他这席话出,郭老率先笑起来:“瞧瞧,我说什么来着。”
傅老:“还是郭老看得透彻,是我们孤陋寡闻了。”
姬老爽朗大笑道:“不愧是郭老,早就算到张先生会以此推托。”
周老则十分安伯达的自嘲:“可偏偏,我们明知他会有此一招,还硬是拿他没办法。”
张逸鸣:“几位老哥就别捧张某了。”
说话间端起茶杯高高举起:“这次孩子们能取得如此好成绩,多亏几位老哥费心了。”
“张某在此敬老哥们一杯,以后,还得有劳几位老哥继续费心,陪着他们一路走向更高的位置。”
“好说好说。”
几人纷纷举杯回应,“老夫很想看到父子五人齐上考场的画面。”
“是啊,几个孩子底子都打得扎实,若他们能努力努力,今年秋闱还真能参加呢。”
“还真是期待啊,这可是千古难得一见的壮观画面呢。”
张逸鸣摆手:“不不不,实话与几位老哥说,张某自从错过了去年的秋闱,就歇了参考的心思。

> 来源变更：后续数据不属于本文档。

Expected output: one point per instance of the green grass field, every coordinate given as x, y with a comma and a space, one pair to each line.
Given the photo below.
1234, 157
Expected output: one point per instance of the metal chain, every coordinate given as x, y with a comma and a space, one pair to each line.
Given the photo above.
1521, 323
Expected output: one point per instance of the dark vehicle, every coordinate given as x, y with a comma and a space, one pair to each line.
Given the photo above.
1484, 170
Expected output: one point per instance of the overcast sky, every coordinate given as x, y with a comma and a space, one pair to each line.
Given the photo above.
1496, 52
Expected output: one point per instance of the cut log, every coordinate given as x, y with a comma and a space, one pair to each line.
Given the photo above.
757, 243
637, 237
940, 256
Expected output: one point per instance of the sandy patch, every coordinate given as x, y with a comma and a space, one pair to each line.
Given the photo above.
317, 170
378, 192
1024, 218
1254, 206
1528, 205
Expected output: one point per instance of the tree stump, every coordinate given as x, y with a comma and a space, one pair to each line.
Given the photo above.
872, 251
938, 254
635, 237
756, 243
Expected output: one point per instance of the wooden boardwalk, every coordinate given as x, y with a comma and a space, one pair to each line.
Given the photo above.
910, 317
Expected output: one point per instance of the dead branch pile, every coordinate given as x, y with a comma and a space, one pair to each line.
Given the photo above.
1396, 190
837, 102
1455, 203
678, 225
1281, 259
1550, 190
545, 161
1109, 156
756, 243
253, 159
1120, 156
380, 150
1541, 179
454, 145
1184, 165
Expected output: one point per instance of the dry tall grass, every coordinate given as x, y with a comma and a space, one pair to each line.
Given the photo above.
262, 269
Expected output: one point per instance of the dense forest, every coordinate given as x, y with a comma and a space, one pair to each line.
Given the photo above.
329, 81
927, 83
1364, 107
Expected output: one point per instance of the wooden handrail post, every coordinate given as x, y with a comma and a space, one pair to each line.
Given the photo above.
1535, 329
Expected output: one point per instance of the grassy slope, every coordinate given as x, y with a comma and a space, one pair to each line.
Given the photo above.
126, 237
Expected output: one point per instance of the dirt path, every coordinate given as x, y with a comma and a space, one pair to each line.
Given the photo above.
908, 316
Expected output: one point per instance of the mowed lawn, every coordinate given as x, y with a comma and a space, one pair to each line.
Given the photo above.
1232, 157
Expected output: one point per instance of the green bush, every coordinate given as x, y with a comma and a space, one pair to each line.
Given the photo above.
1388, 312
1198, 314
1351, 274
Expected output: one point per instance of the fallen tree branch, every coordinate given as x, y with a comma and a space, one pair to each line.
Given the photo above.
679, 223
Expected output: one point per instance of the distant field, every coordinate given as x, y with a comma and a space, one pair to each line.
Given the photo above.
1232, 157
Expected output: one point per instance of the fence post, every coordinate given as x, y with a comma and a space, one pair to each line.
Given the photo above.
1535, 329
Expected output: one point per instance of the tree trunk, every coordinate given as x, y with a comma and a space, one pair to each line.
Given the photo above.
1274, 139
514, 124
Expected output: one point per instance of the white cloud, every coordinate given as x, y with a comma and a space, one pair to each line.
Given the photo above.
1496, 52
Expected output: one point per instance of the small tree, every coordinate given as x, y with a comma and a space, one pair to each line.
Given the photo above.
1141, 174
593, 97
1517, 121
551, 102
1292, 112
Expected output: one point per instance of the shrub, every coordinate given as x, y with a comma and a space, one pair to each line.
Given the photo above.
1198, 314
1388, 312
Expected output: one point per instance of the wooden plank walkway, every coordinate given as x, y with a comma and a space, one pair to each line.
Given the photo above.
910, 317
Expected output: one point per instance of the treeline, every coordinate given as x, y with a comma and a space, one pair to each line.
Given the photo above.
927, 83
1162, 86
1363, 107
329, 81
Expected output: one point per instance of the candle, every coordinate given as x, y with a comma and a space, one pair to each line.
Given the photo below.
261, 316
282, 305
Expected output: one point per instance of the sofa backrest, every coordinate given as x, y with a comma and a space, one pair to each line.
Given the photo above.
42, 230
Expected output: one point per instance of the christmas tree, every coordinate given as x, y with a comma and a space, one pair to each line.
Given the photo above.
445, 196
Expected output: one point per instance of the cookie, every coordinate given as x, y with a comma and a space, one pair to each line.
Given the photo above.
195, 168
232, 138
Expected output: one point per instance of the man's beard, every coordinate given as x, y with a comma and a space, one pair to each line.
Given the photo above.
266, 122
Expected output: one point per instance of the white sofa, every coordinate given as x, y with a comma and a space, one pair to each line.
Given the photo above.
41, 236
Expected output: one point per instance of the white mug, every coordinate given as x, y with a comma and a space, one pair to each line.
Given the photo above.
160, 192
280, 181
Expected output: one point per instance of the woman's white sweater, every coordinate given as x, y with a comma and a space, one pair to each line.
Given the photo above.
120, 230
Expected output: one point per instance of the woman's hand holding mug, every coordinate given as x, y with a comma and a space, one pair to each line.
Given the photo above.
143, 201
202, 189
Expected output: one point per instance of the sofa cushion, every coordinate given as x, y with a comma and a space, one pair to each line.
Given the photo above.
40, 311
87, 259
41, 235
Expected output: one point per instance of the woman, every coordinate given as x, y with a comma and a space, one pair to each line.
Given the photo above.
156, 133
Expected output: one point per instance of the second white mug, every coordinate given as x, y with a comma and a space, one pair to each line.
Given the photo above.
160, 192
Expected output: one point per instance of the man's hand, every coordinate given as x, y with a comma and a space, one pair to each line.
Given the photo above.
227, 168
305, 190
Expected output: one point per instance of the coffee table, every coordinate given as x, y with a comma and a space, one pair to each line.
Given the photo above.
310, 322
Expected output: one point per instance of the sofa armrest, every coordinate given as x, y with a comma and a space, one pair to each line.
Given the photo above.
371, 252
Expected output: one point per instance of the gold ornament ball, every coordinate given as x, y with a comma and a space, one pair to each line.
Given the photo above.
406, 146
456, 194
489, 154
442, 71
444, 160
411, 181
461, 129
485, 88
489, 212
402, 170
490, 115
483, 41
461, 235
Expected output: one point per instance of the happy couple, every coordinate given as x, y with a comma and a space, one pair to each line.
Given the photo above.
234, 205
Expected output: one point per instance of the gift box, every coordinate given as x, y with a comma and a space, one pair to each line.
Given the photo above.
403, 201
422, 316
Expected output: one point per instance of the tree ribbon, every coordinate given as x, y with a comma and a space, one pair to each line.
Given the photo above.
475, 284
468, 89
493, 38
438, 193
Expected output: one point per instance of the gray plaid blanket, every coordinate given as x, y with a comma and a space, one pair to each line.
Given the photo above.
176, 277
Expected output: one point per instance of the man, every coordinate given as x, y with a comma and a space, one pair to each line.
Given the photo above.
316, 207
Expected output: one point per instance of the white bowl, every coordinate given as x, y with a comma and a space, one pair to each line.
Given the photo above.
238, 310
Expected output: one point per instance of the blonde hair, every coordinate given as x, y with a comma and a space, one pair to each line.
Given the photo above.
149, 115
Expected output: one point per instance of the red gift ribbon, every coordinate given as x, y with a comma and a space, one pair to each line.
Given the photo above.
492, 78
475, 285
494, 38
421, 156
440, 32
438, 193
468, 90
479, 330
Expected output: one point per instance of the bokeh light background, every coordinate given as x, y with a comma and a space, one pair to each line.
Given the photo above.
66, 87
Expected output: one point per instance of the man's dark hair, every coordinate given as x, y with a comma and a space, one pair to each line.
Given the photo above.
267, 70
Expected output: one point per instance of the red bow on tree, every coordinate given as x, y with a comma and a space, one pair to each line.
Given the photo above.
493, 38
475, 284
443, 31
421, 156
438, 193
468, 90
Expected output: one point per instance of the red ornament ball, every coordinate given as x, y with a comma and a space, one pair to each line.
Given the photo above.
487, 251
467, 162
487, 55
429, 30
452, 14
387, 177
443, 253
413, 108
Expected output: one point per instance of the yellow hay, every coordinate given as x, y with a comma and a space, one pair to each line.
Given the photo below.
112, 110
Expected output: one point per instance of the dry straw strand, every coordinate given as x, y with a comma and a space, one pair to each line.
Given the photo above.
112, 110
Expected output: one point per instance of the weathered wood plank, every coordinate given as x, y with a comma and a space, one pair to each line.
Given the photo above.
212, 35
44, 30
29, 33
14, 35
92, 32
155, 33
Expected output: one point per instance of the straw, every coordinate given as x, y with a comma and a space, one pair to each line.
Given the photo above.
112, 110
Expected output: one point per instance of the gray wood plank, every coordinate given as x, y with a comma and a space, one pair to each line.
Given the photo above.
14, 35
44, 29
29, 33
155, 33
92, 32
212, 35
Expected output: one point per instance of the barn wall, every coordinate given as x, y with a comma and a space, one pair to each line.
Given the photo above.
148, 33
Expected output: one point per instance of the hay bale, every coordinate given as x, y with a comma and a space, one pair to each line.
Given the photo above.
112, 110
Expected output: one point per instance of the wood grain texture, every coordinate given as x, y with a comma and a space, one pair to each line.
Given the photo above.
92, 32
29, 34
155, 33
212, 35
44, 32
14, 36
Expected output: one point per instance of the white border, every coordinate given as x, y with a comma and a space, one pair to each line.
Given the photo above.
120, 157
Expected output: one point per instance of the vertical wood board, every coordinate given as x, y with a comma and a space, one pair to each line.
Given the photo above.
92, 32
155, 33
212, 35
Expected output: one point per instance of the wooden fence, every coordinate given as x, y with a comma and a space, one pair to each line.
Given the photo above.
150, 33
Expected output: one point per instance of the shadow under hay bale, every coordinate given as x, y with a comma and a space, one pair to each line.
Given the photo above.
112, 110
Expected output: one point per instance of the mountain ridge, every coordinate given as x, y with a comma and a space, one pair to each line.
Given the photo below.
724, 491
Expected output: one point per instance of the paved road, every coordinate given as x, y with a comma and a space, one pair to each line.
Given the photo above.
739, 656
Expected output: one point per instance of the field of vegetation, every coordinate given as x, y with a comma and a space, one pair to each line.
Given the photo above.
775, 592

”
“我还是留下来全力给孩子们做个后盾,还要帮着娘子照顾买卖,实在抽不出时间去考试了。”
主要是,他觉得自己去参加这些考试,是在欺负小孩子。
为此,在岳父离开玉州之前,张逸鸣便取得了他的同意,放弃参加科举,全力培养孩子。
秦衍对他的打算十分支持。
闺女的身份地位无需张逸鸣帮忙提,女婿如今养望已成,渐渐有了大儒之威。